Mr Turner explained that police found marks on Lewis’ car along with ‘pink fibres.’

He added: “These were confirmed as having a strong likelihood of belonging to the deceased woman.”

However, when questioned about the marks by police, Lewis claimed she had been involved with a collision with a deer in September that year. Digital evidence was also collected from Lewis’ phone, which revealed she had been looking at Dorset Police’s press releases following news of their enquiries.

Mr Turner added that Lewis was taking a keen interest.

He said: “The defendant had numerous opportunities to come forward. There were interviews with the defendant, who had the opportunity to accept involvement in the incident.”

Jonathan Morrisey, mitigating, argued that Lewis was not necessarily at fault, because of the sightlines on the evening of the incident.

He told the judge: “Please examine the question of culpability and the psychiatrist report which gives an explanation of how the question of failing to stop at a scene of an accident and failure to report it came into being.”

The court heard that Lewis suffers from a mental health disorder, and often ‘separates herself from reality as a coping mechanism’.

As a result of the lack of witnesses and due to the fact that the victim was crossing the road, police were unable to determine culpability – who was to blame – this is why Lewis faced charges of failing to stop and failing to report, instead of more serious offences.

Lewis was disqualified from driving for 12 months and ordered to carry out 250 hours of unpaid community work. She was ordered to pay £300 court costs and a £115 victim surcharge.

District Judge Stephen Nicholls said: “The court extends its sympathies to the family of the deceased.”

After the sentencing, Inspector Joe Pardey, who led the investigation for Dorset Police said: “From my point of view the sentencing shows there’s a clear message – if you fail to stop at a scene of a collision it’s highly likely you will lose your liberty and go to prison.

“We will find you and you will end up in a court room; we are determined to get justice for the victims.”

Dorset Echo:

Melissa Lewis' damaged car

In an update today, Dorset Police said following a thorough investigation and advice from the Crown Prosecution Service, Lewis was not charged in relation to causing the collision as it is believed her view of the road and Miss Prisacaru’s view of her car was blocked by a second vehicle that had pulled out of a junction. 
Inspector Joe Pardey said: “The events of Wednesday 27 December 2017 led to the tragic death of Erika Prisacaru.

“It is clear from the evidence available that the vehicle Lewis was driving and Miss Prisacaru collided with each other.

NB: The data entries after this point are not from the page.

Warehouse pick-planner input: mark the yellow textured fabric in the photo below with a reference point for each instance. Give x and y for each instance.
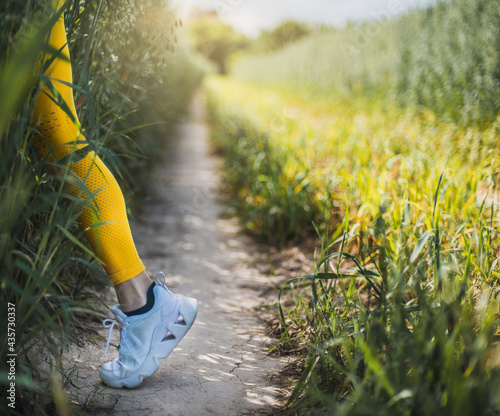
(103, 218)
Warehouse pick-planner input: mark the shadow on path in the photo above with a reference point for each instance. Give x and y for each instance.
(220, 368)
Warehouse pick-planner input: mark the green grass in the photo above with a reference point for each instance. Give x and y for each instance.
(444, 58)
(46, 265)
(399, 317)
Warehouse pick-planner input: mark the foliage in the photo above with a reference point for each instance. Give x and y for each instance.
(45, 265)
(286, 33)
(392, 321)
(444, 58)
(215, 40)
(404, 331)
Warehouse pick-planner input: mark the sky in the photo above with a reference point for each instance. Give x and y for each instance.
(252, 16)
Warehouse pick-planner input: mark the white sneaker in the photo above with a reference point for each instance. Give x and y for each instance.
(147, 337)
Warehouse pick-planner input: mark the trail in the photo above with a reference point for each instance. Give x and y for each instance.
(220, 367)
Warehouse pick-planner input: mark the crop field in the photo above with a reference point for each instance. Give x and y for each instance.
(389, 152)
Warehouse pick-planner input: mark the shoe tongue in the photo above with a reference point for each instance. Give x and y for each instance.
(119, 314)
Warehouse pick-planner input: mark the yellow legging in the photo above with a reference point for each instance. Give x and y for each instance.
(103, 218)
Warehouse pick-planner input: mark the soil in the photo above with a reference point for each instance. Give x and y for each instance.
(222, 366)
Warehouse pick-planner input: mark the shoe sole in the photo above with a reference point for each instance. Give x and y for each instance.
(188, 309)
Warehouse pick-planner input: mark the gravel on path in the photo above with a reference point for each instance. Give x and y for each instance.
(220, 367)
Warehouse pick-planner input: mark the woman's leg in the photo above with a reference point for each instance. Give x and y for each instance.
(103, 218)
(156, 318)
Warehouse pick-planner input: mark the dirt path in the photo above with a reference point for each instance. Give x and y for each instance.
(220, 368)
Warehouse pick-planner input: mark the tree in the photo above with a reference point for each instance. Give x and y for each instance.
(286, 33)
(215, 39)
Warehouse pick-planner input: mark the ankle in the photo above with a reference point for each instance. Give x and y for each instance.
(132, 294)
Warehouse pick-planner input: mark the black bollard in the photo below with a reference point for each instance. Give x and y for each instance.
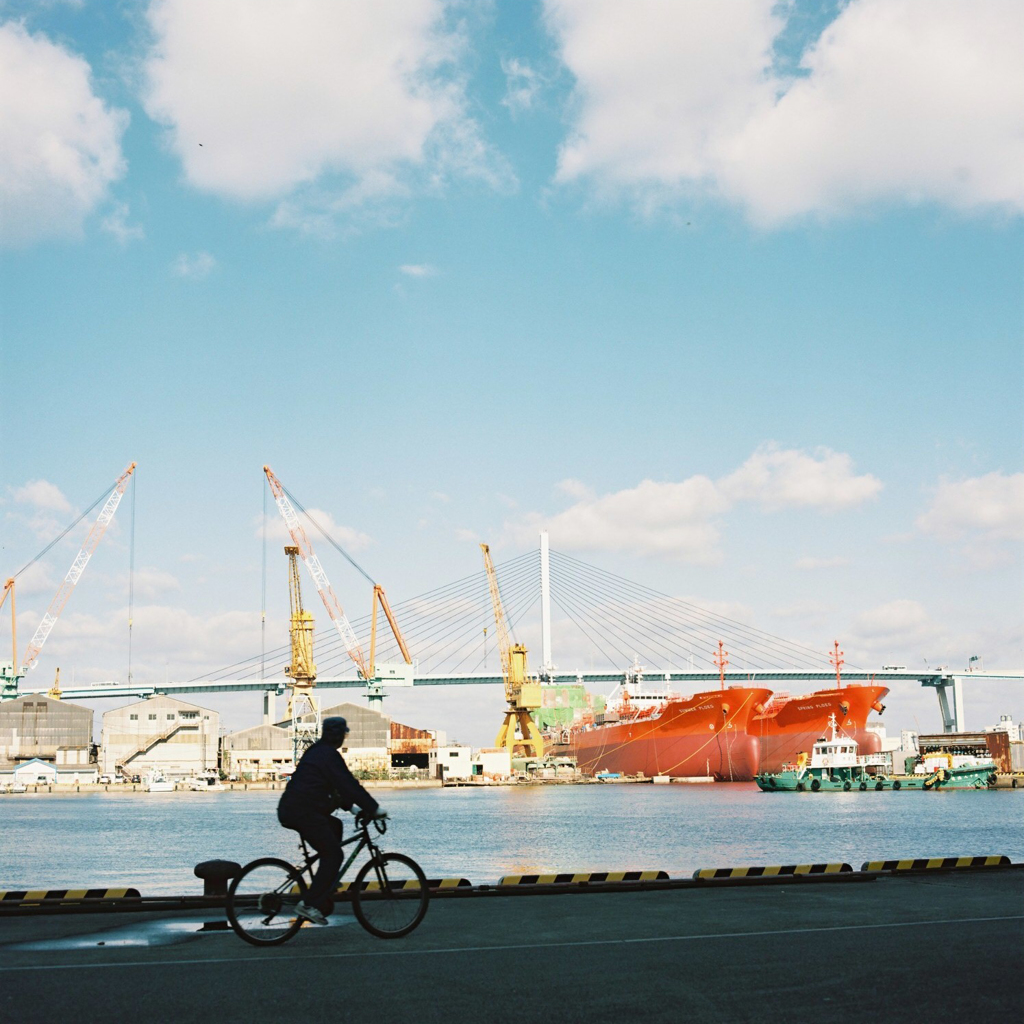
(215, 876)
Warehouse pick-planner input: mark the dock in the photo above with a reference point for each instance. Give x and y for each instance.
(884, 945)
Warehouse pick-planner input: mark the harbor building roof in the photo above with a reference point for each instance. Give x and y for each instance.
(35, 725)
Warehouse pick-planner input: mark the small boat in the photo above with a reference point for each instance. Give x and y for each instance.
(836, 764)
(205, 783)
(157, 782)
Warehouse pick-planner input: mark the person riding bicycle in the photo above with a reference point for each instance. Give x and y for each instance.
(322, 783)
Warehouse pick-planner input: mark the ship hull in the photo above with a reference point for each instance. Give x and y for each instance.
(791, 726)
(706, 734)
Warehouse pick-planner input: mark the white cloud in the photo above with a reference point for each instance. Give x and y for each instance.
(151, 583)
(521, 85)
(820, 563)
(777, 478)
(323, 105)
(991, 506)
(194, 265)
(116, 223)
(652, 518)
(898, 100)
(898, 628)
(42, 495)
(680, 519)
(61, 145)
(349, 539)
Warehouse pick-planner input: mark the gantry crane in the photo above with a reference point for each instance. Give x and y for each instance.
(9, 682)
(303, 708)
(376, 676)
(521, 692)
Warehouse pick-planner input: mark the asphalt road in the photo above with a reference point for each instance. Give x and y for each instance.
(941, 946)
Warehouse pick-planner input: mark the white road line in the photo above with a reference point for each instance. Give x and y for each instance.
(206, 961)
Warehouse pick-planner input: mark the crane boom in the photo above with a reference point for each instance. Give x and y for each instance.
(312, 563)
(77, 568)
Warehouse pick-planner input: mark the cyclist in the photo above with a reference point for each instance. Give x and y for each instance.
(322, 783)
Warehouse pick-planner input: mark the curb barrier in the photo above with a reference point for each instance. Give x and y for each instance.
(771, 871)
(432, 884)
(32, 896)
(583, 878)
(926, 863)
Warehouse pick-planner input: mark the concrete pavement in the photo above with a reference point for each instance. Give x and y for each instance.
(941, 945)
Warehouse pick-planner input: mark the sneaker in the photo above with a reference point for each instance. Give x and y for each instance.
(309, 913)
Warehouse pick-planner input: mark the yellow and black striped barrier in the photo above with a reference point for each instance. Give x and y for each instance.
(927, 863)
(33, 896)
(411, 884)
(581, 878)
(771, 871)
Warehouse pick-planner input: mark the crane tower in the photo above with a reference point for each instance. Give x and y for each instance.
(521, 691)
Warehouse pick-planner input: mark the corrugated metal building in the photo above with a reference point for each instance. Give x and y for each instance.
(260, 752)
(162, 732)
(34, 726)
(369, 741)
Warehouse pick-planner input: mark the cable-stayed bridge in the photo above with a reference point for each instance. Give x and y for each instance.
(628, 631)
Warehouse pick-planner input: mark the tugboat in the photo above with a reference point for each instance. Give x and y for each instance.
(836, 765)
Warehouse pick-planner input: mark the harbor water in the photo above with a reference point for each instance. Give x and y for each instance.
(153, 841)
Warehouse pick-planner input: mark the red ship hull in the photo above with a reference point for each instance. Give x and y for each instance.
(790, 725)
(706, 734)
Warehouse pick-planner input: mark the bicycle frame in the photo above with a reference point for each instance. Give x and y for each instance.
(363, 841)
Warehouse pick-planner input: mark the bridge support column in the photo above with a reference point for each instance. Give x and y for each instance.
(546, 666)
(950, 693)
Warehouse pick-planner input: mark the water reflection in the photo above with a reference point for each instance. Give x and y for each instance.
(153, 841)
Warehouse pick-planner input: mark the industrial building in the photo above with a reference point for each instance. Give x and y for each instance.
(163, 733)
(260, 752)
(37, 726)
(35, 771)
(368, 745)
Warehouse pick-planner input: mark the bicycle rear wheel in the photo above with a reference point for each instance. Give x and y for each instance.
(390, 895)
(261, 901)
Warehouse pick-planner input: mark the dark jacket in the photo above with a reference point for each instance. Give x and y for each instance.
(322, 783)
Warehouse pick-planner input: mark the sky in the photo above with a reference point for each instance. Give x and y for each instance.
(729, 303)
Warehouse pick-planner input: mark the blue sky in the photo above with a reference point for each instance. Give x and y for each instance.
(731, 306)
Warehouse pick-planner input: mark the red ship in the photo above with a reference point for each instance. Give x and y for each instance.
(705, 734)
(790, 725)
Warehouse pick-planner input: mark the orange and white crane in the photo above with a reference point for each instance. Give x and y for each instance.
(77, 568)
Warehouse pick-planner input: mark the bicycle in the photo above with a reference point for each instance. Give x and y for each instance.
(389, 895)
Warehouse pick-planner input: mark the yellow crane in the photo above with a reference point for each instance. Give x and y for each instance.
(303, 709)
(521, 692)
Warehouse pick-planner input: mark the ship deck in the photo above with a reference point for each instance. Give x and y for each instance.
(936, 945)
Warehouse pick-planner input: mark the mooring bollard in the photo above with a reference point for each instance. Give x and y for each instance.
(215, 876)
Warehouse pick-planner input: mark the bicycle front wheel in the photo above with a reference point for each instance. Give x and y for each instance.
(390, 895)
(261, 901)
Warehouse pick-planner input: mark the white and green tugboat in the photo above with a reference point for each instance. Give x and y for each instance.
(835, 764)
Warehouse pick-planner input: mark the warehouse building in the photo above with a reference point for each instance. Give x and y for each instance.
(163, 733)
(261, 752)
(38, 726)
(368, 745)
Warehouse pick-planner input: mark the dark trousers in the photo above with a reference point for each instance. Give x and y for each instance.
(323, 833)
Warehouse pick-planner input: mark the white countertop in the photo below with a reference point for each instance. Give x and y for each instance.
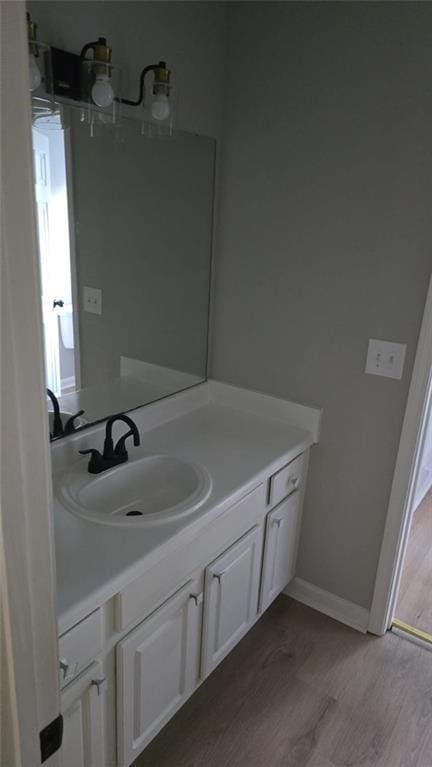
(239, 449)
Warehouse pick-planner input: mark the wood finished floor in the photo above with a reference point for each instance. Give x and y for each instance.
(301, 690)
(415, 596)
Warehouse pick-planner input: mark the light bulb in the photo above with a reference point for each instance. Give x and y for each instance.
(34, 73)
(102, 91)
(160, 108)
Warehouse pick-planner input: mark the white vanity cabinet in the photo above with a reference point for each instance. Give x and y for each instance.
(280, 549)
(157, 669)
(231, 597)
(82, 705)
(282, 529)
(165, 631)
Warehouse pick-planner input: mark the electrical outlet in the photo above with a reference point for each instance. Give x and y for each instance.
(385, 358)
(92, 299)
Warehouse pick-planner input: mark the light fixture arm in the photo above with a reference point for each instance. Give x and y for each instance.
(146, 70)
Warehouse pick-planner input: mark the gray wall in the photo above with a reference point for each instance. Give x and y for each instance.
(325, 240)
(190, 36)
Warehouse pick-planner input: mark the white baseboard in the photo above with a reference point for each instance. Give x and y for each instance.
(325, 602)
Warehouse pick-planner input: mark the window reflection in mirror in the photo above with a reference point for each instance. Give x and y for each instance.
(52, 211)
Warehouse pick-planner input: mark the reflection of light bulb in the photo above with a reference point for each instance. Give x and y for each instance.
(102, 91)
(34, 73)
(160, 107)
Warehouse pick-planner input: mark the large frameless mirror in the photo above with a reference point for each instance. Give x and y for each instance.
(125, 230)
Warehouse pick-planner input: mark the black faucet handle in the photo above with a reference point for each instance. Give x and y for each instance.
(96, 460)
(69, 426)
(120, 448)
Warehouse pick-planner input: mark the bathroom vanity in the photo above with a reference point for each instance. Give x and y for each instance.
(146, 608)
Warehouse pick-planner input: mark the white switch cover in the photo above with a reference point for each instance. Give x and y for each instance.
(385, 358)
(92, 300)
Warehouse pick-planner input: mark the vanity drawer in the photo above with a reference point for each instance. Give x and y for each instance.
(286, 480)
(79, 646)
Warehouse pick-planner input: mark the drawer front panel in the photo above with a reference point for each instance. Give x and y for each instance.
(287, 480)
(79, 646)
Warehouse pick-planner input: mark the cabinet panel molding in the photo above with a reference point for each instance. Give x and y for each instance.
(231, 597)
(157, 667)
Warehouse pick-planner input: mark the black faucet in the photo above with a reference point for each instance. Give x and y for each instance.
(111, 455)
(58, 429)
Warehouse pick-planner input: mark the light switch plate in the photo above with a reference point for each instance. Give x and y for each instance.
(385, 358)
(92, 299)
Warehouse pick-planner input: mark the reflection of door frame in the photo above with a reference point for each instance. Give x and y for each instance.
(72, 244)
(400, 510)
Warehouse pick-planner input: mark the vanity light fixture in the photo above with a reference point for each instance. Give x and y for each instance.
(100, 81)
(40, 74)
(158, 101)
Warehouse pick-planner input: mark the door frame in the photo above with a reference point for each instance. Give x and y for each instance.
(400, 509)
(29, 646)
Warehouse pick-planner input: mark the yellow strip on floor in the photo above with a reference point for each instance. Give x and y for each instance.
(417, 633)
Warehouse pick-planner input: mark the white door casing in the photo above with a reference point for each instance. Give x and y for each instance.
(26, 532)
(399, 514)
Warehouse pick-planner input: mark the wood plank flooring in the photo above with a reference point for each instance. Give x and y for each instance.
(302, 690)
(415, 596)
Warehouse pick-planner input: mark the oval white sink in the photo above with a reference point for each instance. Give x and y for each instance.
(152, 489)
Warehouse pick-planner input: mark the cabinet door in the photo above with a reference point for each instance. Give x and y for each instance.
(280, 548)
(158, 668)
(82, 704)
(231, 597)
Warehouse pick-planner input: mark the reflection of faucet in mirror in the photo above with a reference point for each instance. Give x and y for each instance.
(58, 430)
(112, 456)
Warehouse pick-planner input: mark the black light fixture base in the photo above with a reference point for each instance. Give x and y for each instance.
(66, 69)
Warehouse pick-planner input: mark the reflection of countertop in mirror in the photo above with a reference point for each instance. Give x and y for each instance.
(116, 396)
(237, 435)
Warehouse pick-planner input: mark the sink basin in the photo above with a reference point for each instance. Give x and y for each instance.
(147, 490)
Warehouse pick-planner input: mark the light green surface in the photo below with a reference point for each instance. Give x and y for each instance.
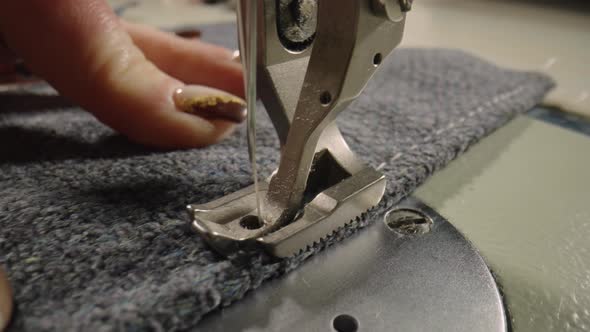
(522, 196)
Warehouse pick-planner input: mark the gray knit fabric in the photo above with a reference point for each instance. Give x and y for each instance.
(93, 231)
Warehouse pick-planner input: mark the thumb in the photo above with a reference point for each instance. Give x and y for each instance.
(81, 48)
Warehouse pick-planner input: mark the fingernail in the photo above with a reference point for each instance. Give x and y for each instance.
(188, 33)
(5, 301)
(236, 56)
(211, 104)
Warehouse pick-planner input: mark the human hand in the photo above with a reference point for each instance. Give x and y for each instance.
(128, 75)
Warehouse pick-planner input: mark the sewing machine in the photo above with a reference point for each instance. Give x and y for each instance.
(305, 79)
(533, 238)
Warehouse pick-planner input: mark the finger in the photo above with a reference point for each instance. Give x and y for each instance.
(191, 61)
(81, 48)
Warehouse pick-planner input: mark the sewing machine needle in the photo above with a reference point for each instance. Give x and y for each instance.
(249, 46)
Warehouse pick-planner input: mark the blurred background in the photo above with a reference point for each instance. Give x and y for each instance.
(551, 36)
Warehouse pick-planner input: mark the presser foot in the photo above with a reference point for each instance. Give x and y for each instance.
(333, 200)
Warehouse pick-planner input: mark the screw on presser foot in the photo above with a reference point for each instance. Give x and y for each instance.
(320, 184)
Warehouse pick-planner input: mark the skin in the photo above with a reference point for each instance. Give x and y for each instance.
(125, 74)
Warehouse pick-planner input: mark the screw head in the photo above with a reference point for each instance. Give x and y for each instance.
(408, 222)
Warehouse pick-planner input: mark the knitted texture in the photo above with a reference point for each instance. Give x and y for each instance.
(93, 230)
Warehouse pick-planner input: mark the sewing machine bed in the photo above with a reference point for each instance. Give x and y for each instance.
(93, 231)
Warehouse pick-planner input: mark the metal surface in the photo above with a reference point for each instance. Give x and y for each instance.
(320, 185)
(521, 196)
(248, 41)
(384, 281)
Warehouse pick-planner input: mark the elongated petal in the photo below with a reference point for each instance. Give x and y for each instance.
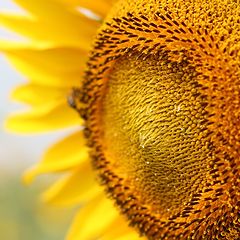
(36, 95)
(55, 115)
(57, 15)
(100, 7)
(92, 219)
(54, 66)
(77, 32)
(79, 187)
(68, 153)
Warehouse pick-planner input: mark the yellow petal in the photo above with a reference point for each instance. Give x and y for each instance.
(100, 7)
(66, 154)
(54, 66)
(92, 219)
(79, 187)
(33, 94)
(52, 116)
(58, 26)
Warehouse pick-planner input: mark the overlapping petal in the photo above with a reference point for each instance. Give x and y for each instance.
(36, 95)
(78, 187)
(100, 8)
(52, 116)
(92, 219)
(64, 155)
(58, 66)
(51, 22)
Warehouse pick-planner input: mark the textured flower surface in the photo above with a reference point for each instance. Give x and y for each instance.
(159, 100)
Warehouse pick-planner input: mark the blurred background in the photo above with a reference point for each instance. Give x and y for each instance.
(22, 214)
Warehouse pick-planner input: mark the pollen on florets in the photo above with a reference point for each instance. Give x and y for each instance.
(161, 102)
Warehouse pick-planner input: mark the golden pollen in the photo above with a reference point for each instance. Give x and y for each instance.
(161, 100)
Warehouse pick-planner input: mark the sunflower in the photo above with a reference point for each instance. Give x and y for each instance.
(155, 85)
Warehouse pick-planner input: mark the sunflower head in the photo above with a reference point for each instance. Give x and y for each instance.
(161, 107)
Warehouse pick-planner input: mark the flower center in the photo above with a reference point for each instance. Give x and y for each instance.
(154, 130)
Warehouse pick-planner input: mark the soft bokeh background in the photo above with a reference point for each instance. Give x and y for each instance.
(22, 215)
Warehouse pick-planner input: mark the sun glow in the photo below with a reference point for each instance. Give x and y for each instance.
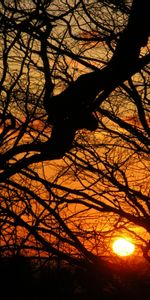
(123, 247)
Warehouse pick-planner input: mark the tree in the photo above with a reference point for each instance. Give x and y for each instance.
(95, 55)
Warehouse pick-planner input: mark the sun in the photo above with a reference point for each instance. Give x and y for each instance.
(123, 247)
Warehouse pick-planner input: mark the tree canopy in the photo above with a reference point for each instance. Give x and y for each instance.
(74, 110)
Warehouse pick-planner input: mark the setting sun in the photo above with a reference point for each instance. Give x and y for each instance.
(123, 247)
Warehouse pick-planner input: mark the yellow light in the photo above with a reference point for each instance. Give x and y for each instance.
(123, 247)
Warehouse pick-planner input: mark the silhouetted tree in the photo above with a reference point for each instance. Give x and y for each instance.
(74, 137)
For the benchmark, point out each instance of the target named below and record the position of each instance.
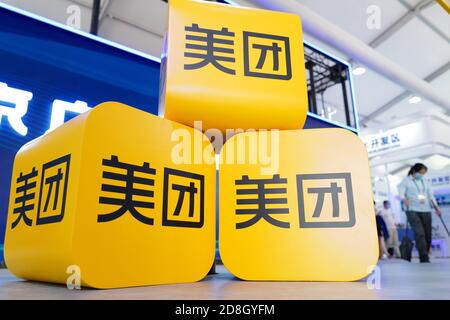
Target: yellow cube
(108, 201)
(233, 67)
(297, 205)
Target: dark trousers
(421, 224)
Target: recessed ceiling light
(415, 99)
(359, 71)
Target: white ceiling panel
(352, 16)
(150, 15)
(372, 91)
(439, 17)
(416, 48)
(132, 37)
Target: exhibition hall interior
(351, 195)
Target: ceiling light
(415, 99)
(359, 71)
(437, 162)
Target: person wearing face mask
(416, 194)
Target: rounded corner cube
(220, 58)
(106, 195)
(309, 218)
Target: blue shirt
(418, 192)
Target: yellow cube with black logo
(113, 198)
(297, 205)
(230, 68)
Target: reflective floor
(398, 280)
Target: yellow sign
(233, 67)
(309, 218)
(104, 200)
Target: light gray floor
(399, 280)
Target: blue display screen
(44, 68)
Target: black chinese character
(129, 190)
(25, 196)
(54, 181)
(261, 212)
(329, 190)
(210, 53)
(182, 185)
(278, 45)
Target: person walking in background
(388, 217)
(415, 192)
(382, 232)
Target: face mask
(418, 176)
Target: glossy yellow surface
(300, 246)
(124, 251)
(269, 91)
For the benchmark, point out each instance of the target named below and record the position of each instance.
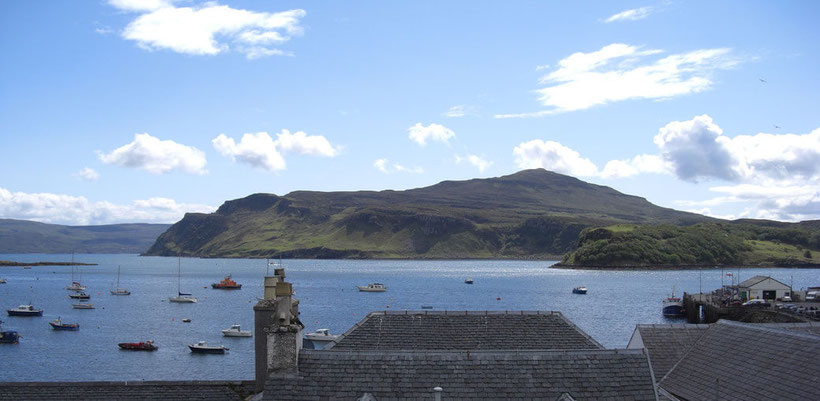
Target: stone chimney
(277, 329)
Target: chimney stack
(277, 329)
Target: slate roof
(475, 375)
(130, 390)
(465, 330)
(667, 343)
(744, 361)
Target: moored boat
(140, 346)
(321, 335)
(673, 306)
(25, 310)
(8, 336)
(83, 305)
(236, 331)
(203, 348)
(118, 290)
(58, 324)
(226, 284)
(372, 287)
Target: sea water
(326, 289)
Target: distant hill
(737, 243)
(529, 214)
(20, 236)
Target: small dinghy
(236, 331)
(203, 348)
(140, 346)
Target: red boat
(140, 346)
(226, 284)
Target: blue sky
(139, 111)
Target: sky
(120, 111)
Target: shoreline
(8, 263)
(684, 267)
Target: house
(427, 355)
(764, 288)
(732, 360)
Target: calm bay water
(616, 302)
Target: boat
(203, 348)
(58, 324)
(8, 336)
(75, 285)
(83, 305)
(119, 291)
(673, 306)
(181, 297)
(372, 287)
(321, 335)
(236, 331)
(140, 346)
(25, 310)
(226, 284)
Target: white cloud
(697, 149)
(433, 132)
(619, 72)
(87, 174)
(636, 165)
(477, 161)
(157, 156)
(260, 150)
(386, 167)
(553, 156)
(630, 15)
(460, 110)
(77, 210)
(209, 28)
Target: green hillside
(19, 236)
(530, 214)
(742, 242)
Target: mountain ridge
(528, 214)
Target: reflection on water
(326, 288)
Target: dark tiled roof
(136, 390)
(747, 361)
(667, 343)
(460, 330)
(489, 375)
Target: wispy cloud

There can be no dispute that Lewis was involved in a collision with the pedestrian as she was crossing the road.

“Melissa Lewis had a lawful duty to stop and remain at the scene. For whatever reason she chose not to. The subsequent investigation into identifying her and her vehicle saw officers working round the clock for seven days. At no time did she make any attempts to come forward.

“It could also be argued that it was morally indefensible that she failed to stop knowing that she had been involved in a serious collision and failed to come forward afterwards.

“I would like to pay tribute to the investigation team and colleagues across the force for their immense determination and professionalism in painstakingly gathering and reviewing evidence until we identified Lewis and her car.

“Today’s sentence demonstrates our commitment and dedication to find and bring people to justice. Our thoughts remain with Miss Prisacaru’s friends and family, particularly her six-year-old son Andrei who is now being cared for by relatives.”